With Massacre in Dinosaur Valley, Shriek Show has issued one of its best discs ever. I've certainly no complaints regarding the widescreen 1.85:1 transfer; it looks as good as anyone could hope for such a low budget foreign exploitation pic. (And is anamorphically enhanced for 16x9 TVs.) While not spectacular, the solid English-dubbed audio track is a definite cut above your average Euro-Cult offering for Region 1 DVD.
    I didn't expect any substantive extras with this title so I was pleasantly surprised. Star Michael Sopkiw not only provides a humorous video introduction to the film but also participates in a lengthy interview segment and a full-fledged audio commentary. In the 26-minute interview he looks back at his brief foray into acting during the 1980s, focusing on his first and last films, the post-apocalyptic 2019: After the Fall of New York and Massacre in Dinosaur Valley. (A model cast for his good looks, Sopkiw appeared in only four movies all Italian during his short career. The other two were Blastfighter and Lamberto Bava's Monster Shark, AKA Devilfish.) He admits to being a little embarrassed by his body of work, stating that the films "aren't really anything to be proud of," but adds that he had a lot of fun making them and has no regrets.
    These themes are expounded on at greater length in the audio commentary, wherein a bemused Sopkiw goes into more detail about his co-stars, shooting conditions in Brazil, etc., when not laughing at the film and himself. (He also reports that no animals were harmed during the shoot.).

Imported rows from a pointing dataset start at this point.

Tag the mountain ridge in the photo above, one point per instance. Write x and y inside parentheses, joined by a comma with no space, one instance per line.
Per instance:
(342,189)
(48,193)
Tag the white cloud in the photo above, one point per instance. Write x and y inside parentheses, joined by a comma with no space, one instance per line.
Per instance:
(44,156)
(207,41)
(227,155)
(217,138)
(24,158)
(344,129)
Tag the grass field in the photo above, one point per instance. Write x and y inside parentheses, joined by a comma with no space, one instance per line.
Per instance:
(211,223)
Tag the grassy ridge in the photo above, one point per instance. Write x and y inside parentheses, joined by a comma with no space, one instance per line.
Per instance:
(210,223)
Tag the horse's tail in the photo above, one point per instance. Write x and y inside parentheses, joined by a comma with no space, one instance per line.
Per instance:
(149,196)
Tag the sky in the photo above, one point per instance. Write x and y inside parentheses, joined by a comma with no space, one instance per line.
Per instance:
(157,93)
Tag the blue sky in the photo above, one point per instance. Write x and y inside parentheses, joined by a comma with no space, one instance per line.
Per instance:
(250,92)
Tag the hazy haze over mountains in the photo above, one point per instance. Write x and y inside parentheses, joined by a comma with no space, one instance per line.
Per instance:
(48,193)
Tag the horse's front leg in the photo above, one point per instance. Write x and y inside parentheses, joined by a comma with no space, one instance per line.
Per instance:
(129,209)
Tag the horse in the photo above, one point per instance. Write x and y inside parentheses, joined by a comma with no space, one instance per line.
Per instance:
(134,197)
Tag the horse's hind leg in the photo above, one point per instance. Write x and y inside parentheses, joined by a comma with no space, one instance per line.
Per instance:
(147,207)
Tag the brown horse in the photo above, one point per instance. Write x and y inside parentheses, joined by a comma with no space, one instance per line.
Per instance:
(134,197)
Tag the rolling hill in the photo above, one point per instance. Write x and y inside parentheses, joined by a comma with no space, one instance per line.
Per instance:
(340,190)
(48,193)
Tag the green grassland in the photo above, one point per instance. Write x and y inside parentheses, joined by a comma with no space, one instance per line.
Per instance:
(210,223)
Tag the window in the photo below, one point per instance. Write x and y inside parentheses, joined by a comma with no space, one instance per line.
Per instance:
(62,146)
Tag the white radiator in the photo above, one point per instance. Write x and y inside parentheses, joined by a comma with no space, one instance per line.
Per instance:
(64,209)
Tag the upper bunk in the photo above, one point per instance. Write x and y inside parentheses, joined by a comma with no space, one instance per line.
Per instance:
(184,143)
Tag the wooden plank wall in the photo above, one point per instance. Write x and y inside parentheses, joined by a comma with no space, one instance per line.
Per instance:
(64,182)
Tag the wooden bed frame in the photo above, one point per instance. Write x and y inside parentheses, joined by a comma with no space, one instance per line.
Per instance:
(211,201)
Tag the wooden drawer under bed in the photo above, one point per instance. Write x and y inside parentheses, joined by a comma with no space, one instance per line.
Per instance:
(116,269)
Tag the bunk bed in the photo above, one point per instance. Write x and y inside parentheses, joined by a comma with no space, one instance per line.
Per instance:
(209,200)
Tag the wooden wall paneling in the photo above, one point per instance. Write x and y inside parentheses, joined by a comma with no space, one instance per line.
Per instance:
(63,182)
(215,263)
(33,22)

    A second featurette (19 min.) has director Tarantini discussing his entry into the Italian film world, his thoughts on eroticism in cinema, and the helming of Women in Fury and Massacre in Dinosaur Valley on location in Brazil. The DVD is topped off with a selection of deleted scenes, an image gallery and trailers for Massacre and four other Shriek Show/Italian exploitation releases: Eaten Alive, Emanuelle and the Last Cannibals, Jungle Holocaust and Zombie 2
. 12/10/04
UPDATE In March 2006 Media Blasters reissued Massacre in Dinosaur Valley as part of the 3-disc Jungle Horrors Triple Feature, which also included Jungle Holocaust and Eaten Alive. This box set went OOP in 2012.